The verso of this cdv shows evidence of removal from thick grey paper or board. Transcribed subsequently over the grey scraps with "James Brady per Haversham Taken at Port Arthur 1874" is incorrect information, written in 1916 after this cdv of Brady was exhibited by Beattie, using the terms "Types of Imperial Convicts", "Port Arthur" and the date "1874" to appeal to local and interstate tourists by association with Marcus Clarke's novel of 1874, For the Term of His Natural Life, which was filmed at the prison site at Port Arthur. Renamed as Carnarvon,  it was promoted as Tasmania's premier tourist destination.
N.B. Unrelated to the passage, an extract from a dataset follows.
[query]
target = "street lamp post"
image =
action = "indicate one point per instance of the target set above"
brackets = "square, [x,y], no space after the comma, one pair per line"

In short, the transcription of the verso of this prisoner mugshot, as with hundreds more from Beattie's estate acquired by the QVMAG on his death in 1930, is tourism propaganda which reflects neither the actual place and date of the photographic capture nor the prisoner's criminal history.

Aliases 1871-1873
When Thomas Nevin took this earlier photograph at the Hobart Gaol of a younger James Brady, 34 years old, with a full head of curly hair on Brady's petition for discharge to the Attorney-General in August 1873, his photographer's headrest was visible. James Brady's aliases were Edward James and James James. This prisoner was not sent to Port Arthur at any time in his criminal career. The Conduct Register records  (CON94/1/1  p44) show Port Arthur offences struck through because he was only ever incarcerated at the Hobart Gaol from where he lodged three petitions for discharge between 1871 and 1873 . This prisoner photograph by T. J. Nevin of James Brady is now held at the National Library of Australia.



This is an earlier photograph of James Brady, alias Edward James and James James, taken in August 1873 by Thomas J. Nevin at the Hobart Gaol.

NLA Catalogue Ref: nla.obj-142920868
Title James Brady, per Haversham, taken at Port Arthur, 1874 [picture]. NB: incorrect information.
1 photograph on carte-de-visite mount : albumen ; 9.4 x 5.6 cm. on mount 10.5 x 6.3 cm.
Inscription: "107 & 171 ; James Brady, per Haversham, taken at Port Arthur, 1874"--In ink on verso.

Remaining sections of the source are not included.